Вышел еще более озадаченный.
– Что он ответил? – прошептала я.
– Что он вас прощает.
Потом приехал Кабош, увез меня домой и напоил валерьянкой. А я поплакала на его широкой груди.
На следующий день я была спокойнее и, следовательно, умнее. Дождалась, когда в коридоре никого не было, кроме нас с ментом, и сунула пятьсот рублей ему в карман. Выразительно посмотрела на него.
– Ну ладно, – сжалился мент. – Только при мне. Я тоже зайду. И быстро! Как бы следаки не приехали.
Государь лежит в кровати под капельницей. Заулыбался, увидев меня.
– Жюстина! Заходи!
Подхожу к нему, опускаюсь на колени, целую руку. Он гладит меня по волосам, касается губами лба.

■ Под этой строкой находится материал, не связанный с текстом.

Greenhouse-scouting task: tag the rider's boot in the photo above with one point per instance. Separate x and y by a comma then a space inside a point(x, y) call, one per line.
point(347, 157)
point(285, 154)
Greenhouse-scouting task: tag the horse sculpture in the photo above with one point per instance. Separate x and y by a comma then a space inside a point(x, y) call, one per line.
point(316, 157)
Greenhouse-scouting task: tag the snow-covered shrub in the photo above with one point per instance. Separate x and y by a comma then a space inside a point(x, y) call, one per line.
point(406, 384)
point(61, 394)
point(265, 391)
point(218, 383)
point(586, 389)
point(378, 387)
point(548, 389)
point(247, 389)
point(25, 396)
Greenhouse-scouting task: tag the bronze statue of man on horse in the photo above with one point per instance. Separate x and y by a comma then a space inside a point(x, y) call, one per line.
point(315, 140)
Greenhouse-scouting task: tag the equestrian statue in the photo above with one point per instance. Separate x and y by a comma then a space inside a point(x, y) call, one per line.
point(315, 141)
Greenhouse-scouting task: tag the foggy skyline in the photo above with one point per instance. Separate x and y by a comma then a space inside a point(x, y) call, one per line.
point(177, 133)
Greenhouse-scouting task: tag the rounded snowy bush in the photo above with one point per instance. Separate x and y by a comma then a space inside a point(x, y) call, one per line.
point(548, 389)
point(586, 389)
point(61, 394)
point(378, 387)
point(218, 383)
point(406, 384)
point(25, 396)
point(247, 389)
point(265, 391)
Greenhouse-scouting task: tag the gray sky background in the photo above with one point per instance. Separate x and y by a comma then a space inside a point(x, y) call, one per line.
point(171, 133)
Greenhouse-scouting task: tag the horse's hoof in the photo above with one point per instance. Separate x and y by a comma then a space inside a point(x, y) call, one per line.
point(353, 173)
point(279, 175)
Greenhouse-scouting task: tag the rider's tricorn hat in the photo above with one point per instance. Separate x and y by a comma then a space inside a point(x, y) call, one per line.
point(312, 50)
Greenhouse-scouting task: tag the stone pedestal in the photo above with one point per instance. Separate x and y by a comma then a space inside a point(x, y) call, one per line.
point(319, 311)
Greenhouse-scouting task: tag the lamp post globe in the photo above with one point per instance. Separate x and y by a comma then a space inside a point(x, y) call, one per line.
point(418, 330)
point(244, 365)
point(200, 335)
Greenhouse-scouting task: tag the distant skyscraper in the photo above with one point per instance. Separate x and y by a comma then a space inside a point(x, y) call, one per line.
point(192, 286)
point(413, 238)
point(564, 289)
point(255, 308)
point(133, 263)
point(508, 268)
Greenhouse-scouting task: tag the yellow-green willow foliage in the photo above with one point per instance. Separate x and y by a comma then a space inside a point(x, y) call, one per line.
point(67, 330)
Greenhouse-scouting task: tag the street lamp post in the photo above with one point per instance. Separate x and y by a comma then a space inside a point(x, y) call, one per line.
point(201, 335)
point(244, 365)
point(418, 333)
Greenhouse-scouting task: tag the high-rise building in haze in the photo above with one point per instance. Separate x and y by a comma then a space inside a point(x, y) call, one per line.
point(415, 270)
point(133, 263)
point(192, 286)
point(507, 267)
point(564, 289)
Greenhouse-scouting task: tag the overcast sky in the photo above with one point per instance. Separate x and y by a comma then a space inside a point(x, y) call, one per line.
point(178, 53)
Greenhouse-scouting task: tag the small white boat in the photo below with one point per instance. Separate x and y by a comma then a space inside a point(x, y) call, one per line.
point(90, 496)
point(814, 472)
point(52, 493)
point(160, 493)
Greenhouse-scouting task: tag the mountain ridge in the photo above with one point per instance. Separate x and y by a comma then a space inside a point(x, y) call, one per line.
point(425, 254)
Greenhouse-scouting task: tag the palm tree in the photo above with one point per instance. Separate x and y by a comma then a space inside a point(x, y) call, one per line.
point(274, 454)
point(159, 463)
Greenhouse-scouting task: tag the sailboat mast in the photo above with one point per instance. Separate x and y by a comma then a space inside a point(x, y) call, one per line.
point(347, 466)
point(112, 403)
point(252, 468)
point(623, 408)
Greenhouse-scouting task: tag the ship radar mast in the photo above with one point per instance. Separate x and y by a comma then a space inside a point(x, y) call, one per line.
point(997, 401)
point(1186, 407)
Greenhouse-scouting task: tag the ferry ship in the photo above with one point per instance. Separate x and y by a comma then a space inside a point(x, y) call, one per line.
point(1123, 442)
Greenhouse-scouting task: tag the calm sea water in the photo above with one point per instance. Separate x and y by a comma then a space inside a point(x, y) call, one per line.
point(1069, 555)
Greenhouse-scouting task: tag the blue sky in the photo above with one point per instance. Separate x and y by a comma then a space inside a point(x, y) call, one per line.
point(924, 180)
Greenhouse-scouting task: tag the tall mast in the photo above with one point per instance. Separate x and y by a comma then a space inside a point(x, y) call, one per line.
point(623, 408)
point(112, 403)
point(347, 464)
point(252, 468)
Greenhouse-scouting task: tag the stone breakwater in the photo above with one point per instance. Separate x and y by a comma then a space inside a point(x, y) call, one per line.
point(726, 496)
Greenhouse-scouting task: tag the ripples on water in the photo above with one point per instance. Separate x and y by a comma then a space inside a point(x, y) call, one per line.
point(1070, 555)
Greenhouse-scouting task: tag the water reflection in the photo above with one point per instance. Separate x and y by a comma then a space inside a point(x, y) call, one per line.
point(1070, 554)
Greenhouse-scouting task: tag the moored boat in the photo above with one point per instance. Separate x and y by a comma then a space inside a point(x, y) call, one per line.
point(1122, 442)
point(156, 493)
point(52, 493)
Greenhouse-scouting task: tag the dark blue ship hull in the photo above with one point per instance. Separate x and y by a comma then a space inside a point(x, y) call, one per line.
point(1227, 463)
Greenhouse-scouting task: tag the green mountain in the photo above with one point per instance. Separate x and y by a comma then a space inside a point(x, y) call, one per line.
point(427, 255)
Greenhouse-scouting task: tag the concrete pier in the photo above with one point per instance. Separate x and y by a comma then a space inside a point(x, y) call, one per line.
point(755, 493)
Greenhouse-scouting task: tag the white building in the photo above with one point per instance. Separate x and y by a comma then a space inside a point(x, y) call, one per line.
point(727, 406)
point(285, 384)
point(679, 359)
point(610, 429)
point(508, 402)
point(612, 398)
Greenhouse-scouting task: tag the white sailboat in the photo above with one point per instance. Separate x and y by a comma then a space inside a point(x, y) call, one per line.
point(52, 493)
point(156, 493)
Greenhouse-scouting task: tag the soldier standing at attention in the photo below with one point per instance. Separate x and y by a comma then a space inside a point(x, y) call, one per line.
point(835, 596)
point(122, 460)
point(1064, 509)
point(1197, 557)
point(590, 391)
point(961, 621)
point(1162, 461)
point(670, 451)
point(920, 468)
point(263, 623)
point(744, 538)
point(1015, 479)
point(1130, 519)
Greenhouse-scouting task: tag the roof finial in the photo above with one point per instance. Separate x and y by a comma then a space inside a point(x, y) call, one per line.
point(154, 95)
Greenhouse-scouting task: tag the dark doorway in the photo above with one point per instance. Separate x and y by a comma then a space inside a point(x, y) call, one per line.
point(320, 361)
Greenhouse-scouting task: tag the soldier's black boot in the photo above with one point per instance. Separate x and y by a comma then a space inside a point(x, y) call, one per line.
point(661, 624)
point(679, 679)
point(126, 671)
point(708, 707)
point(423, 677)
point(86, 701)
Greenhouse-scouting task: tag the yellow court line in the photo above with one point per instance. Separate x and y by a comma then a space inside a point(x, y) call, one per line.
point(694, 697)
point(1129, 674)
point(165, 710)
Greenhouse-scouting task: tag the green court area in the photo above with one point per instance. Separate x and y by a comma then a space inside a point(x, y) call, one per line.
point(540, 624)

– Ты все правильно сделала, – тихо говорит он. – Все равно надо было вызывать «Скорую». Без ментов бы не обошлось. Ты не виновна.
– Они хотят обвинить тебя в убийстве, – шепчу я.
– Я понял.
– Может быть, бежать? – Очень тихо, одними губами. Но он слышит.
– Ты с ума сошла! По лесам скрываться? Мне, знаешь, дорога жизнь в социуме и вписанность в систему.
– А что же делать?
– Ничего, поборемся. – Он улыбнулся. – Но легальными методами.
Тут дверь распахнулась. В палату вошли двое мужиков в штатском. Одного я узнала: тот самый оперативник, который меня допрашивал.
– Что здесь происходит? – спросил он.
Я покачала головой.
– Ничего.
Он перевел взгляд на незадачливого мента, пустившего меня в палату, потом опять на меня.
– Девушка, покиньте помещение!
– Да, конечно.
Поднялась с колен и понуро отправилась к выходу. В дверях обернулась.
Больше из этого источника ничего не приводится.